The man turns toward the shed door and opens it up all the way. The door whines, sad that the man is coming in. With that door all the way opened up, the moon comes worming into the shed, too, brightening it some. Not a ton, but enough to scare me ’cause with the moonlight on me, I’m not as invisible as I thought.
I close my eyes and burrow my head into my knees, try and make myself small.
I hear the click of the flashlight turning on. Through my closed eyelids, I barely see the blaze of light as it goes roving around the inside of the shed, bouncing off walls. I ain’t ever been so scared in my whole entire life.
The garbage can is tall and wide, taller and wider than me. I’m crouched so low my body hurts. I got myself rolled into a ball, just like pill bugs. I ain’t breathing much, just enough as I have to do to keep from turning blue. But they’re half breaths that I take, never letting enough air in or out, so that my chest aches and burns. I pee myself. My soft pants fill with it, turning soggy.
The light from the flashlight moves on and gets dimmer, but it doesn’t go completely away. He’s investigating some other part of the shed. The moments tick by at a snail’s pace. With my eyes closed up tight, I can’t see nothing, but I imagine the man investigating every crevice, every nook and cranny, in that whole entire shed, looking for me.
I start wondering, worrying that I got a foot stuck out, that the sleeve of my shirt or a clump of dirty hair is somewhere where he can see. ’Cause even though I’m hiding behind that garbage can, what if all of me ain’t tucked neatly back?
The shed door squeals open even wider.
One loud footstep tromps into the shed with me. Then another. Then another.
He’s coming inside the shed. Next thing I know, he’s all the way inside the shed with me. I hear that man’s heavy breathing. I smell his rank breath.
He’s saying words, telling me he knows I’m there.
“Come out, come out, wherever you are,” he singsongs, and if it wasn’t for that, I’d think he did see me. But I’m no idiot, whatever that lady thinks. I’m no twat. If he knew where I was, he’d have me by now. But a hunch is all the man’s got.
He swears blind that he ain’t gonna hurt me none. “Just come on out, little girl, and I’ll take you home.”
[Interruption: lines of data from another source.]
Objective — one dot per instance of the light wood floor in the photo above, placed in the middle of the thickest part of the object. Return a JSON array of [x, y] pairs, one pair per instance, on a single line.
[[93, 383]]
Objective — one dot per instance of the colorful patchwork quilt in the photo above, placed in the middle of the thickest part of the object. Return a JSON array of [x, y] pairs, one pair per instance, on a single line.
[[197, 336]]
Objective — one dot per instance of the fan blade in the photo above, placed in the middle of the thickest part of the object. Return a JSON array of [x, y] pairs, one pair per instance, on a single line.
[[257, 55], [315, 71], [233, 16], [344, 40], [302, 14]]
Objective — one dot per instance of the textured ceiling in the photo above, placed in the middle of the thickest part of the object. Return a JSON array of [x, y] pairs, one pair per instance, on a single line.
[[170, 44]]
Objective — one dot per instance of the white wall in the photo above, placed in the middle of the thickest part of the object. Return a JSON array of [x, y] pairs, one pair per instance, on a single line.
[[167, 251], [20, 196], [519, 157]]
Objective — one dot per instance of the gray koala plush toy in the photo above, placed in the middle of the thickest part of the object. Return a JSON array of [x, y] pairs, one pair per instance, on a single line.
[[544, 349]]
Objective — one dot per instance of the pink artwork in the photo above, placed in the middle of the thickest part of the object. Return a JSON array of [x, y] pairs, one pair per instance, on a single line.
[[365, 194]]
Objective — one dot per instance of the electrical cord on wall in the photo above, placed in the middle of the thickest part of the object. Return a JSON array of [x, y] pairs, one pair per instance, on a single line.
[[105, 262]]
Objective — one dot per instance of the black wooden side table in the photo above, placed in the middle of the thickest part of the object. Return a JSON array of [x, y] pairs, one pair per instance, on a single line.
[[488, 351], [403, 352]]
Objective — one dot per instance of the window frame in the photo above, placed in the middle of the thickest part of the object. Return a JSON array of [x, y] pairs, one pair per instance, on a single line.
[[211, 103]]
I don’t believe him. Or maybe I do. Except home is not my home. He don’t intend to take me back to Daddy. No, this man intends to take me back to his home and lock me back in that dungeon of his, after he teaches me a lesson about stabbing people with spoons.
I curl more tightly into my pill bug ball. I hold my breath. I bite my lip and clench my eyes shut tighter, ’cause somehow not seeing makes it feel less real.
Something inside that shed goes crashing down. I start. It takes everything in me not to scream. Whatever it is, the man knocked it from its place, trying to scare me out of my hiding place. Something else falls. He’s knocking things down on purpose. I peek one eye open and see a box of nails spilled on the wooden floorboards. They’re sharp as daggers.